Bei der S7-200 habe ich den Wizzard benutzt um dort die Einstellungen Schritt für Schritt ab arbeiten zu können. Nur das mit dem TASP; da bin ich nicht so richtig einverstanden.


  Frage 2: Wie ermittle ich den entsprechenden TSAP der S7-300 Kommunikationsendpunkt?


  Sollte eigendlich 10.06 sein. Aber ob das so Richtig ist, weiß ich nicht.
(Rack0/Slot6)
Ich habe gelesen daß:
_Die TSAPs bestehen aus 2 Bytes. Das erste Byte spezifiziert die Verbindung, das_
_zweite Byte wird aus der Rack-Nummer und dem Steckplatz der Kommunikationsbaugruppe_
_gebildet. Für das erste Byte gelten die im folgenden angegebenen Wertebereiche._

  So weit so gut. Es bleiben noch weitere Frage offen. 
  Wie wird der Adressenbereich in der 300ter für die 200ter angegeben? (DB1.DBBxx)
  Wo kommen die Daten in der 200ter an? (hier gibt es kein DB1.DBBxx)
  Muss ich FB15 und FB14 nutzen in der 300ter? Oder reicht auch der FB15?

  Reicht es in der 200ter den erstellten ETHx_CTRL aus dem Unterprogramm zu projektieren?
  Aber ich denke, daß ich die ersten Baustellen beseitigen muss und die anderen Probleme lösen sich. 

  Vielen Dank schon mal für eure Hilfe


Gruß
  Kitefriend


----------



## PN/DP (8 Juni 2011)

Kitefriend schrieb:


> Ich benötige Hilfe/Unterstützung zur Projektierung der Verbindung und Datenaustausch der genannten SPS.
> 
> Meine Vorstellung ist:
> CPU224 + CP243-1 ist der Server und erwartet von der S7-300 +CP343 als Client Daten zu empfangen.
> ...


Ja, siehe diese ausführliche Anleitung (zwei Varianten: S7-200 als Server, S7-200 als Client), welche auch alle Deine weiteren Fragen beantwortet:
Wie projektiere ich eine S7-Verbindung zum Datenaustausch zwischen einer S7-200 und S7-300 bzw. S7-400 am Industrial Ethernet?



Kitefriend schrieb:


> Frage 2: Wie ermittle ich den entsprechenden TSAP der S7-300 Kommunikationsendpunkt?
> 
> 
> Sollte eigendlich 10.06 sein. Aber ob das so Richtig ist, weiß ich nicht.
> (Rack0/Slot6)


Bei der S7-200 kommunizierst Du nicht mit der CPU, sondern mit dem CP. Der CP wird über Slot 0 angesprochen -> TSAP xx.00



Kitefriend schrieb:


> Wie wird der Adressenbereich in der 300ter für die 200ter angegeben? (DB1.DBBxx)
> Wo kommen die Daten in der 200ter an? (hier gibt es kein DB1.DBBxx)

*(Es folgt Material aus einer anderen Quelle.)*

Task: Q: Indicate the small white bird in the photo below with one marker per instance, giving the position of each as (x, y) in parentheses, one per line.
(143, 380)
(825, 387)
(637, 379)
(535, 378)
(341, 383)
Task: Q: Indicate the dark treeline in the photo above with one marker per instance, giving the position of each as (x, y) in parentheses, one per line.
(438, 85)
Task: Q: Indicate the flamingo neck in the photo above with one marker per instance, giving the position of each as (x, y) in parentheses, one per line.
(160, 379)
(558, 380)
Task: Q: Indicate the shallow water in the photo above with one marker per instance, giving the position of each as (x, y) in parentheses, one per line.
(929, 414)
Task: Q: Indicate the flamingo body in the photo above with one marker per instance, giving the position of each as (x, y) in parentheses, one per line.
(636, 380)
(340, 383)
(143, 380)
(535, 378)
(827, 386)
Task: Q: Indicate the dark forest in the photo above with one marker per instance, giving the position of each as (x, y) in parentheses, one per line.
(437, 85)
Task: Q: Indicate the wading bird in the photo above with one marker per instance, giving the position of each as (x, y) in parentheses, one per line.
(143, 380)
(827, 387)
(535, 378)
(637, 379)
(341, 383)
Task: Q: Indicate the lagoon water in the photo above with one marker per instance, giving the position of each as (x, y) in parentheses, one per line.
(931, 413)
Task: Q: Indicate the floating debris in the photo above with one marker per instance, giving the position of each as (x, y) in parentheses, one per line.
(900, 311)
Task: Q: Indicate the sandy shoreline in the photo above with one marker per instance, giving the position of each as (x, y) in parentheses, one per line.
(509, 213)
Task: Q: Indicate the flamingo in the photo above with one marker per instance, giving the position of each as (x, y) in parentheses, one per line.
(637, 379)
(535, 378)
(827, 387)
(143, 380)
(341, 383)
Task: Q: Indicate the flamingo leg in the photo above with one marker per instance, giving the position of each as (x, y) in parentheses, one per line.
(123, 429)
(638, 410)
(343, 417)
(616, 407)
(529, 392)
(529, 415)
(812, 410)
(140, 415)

Die Daten werden in den VB-Bereich der S7-200 geschrieben bzw. aus dem VB-Bereich der S7-200 gelesen. Dieser VB-Bereich wird von der S7-300 als DB1 angesprochen: VB123 = DB1.DBB123



Kitefriend schrieb:


> Muss ich FB15 und FB14 nutzen in der 300ter? Oder reicht auch der FB15?


Wenn Du nur in die S7-200 schreiben willst dann reicht der FB15 "PUT". Den FB14 "GET" brauchst Du nur, wenn Du aus der S7-200 lesen willst.

Harald


----------



## Kitefriend (10 Juni 2011)

Hallo,

vielen Dank für die Antwort. 
Aber es scheint noch andere Probleme zu geben. Leider sind die Aussagen die in Handbüchern stehen und das was vom Siemens-support mir mitgeteilt wurde alles sehr Wiedersprüchlich zu sein. 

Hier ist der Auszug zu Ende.